Monday, September 04, 2017

September Masterpiece of the Month: Selma-to-Montgomery March for Voting Rights in 1965 by James Karales

Who Made It?
This photograph was taken by an American artist named, James Karales in 1965.

Where Is the Real One?
The real photo can be seen at the Special Collections Library at Duke University in Durham, NC.

Why Is It Important?
Selma-to-Montgomery is an example of PHOTOJOURNALISM, meaning that the photographer uses a camera to record real events. Karales captures a moment during a four-day march by 25,000 people over 54 miles from the town of Selma, AL to the state capital of Montgomery. The people were marching for equal voting rights for African-Americans in the United States. Karales' photograph of the event has become a famous icon of the Civil Rights Movement and captures the spirit and determination of civil rights workers during those tense and dangerous times.
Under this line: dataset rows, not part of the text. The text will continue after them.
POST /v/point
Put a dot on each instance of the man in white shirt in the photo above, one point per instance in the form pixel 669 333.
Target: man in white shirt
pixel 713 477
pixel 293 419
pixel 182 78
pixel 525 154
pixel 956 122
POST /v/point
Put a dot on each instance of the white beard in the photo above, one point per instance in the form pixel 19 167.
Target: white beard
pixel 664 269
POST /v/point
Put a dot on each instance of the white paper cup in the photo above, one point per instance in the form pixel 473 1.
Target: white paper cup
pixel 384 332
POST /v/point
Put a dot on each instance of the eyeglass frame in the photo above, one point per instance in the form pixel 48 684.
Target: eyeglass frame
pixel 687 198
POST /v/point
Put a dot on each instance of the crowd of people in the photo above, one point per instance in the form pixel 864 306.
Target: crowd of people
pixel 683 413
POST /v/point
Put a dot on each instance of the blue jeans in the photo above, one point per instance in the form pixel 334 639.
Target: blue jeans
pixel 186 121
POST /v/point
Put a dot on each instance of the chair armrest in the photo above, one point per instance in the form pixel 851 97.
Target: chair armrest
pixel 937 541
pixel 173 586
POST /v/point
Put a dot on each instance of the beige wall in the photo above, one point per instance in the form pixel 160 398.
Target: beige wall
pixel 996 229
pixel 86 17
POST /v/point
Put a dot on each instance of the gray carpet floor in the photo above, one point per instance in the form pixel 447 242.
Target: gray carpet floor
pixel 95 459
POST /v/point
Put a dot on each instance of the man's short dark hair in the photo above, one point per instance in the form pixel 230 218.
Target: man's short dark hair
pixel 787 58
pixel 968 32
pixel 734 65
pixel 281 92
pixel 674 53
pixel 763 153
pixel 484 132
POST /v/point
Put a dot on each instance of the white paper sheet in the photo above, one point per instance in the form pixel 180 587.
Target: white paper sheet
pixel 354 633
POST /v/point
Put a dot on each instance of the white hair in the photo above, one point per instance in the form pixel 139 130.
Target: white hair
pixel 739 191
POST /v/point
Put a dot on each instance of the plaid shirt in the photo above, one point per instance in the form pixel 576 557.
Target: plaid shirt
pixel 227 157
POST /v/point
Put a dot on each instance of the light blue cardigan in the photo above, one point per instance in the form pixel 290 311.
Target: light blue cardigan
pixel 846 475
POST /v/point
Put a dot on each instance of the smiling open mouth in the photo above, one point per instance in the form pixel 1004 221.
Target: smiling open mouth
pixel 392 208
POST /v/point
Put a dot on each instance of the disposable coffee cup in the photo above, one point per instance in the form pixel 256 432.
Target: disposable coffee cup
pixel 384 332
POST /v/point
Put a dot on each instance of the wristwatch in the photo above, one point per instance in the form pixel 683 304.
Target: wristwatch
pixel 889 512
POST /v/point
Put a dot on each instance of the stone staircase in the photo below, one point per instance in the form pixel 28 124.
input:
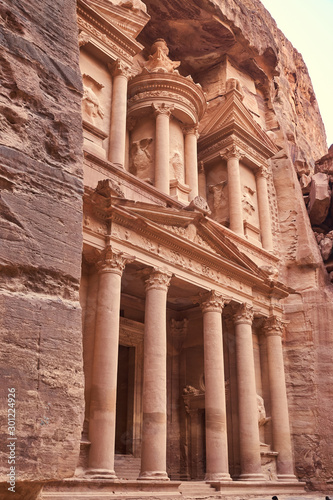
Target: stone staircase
pixel 127 467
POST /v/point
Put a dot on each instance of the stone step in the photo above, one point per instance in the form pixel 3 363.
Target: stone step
pixel 197 489
pixel 127 467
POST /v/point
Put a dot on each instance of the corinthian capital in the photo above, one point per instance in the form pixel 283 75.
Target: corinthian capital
pixel 274 326
pixel 162 109
pixel 119 68
pixel 113 262
pixel 158 279
pixel 212 302
pixel 243 314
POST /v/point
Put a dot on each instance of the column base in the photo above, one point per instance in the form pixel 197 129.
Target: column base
pixel 101 474
pixel 287 477
pixel 252 477
pixel 153 476
pixel 217 477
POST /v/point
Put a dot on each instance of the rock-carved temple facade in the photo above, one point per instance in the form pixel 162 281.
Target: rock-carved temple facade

Karales positioned his camera so that we look up at the marchers who appear to climb an unseen path. The stormy sky above appears to challenge their efforts but the marchers continue on. The bodies of the first three marchers move together in unison, as though keeping a rhythymic beat, and appear full of strength and determination. In the center of the photograph is the American flag: a symbol of individual freedom and Constitional rights.

Far from simply recording a historic event, Selma-to-Montgomery captures a fleeting moment that tells the story of the desire for freedom that is the shared hertiage of all Americans.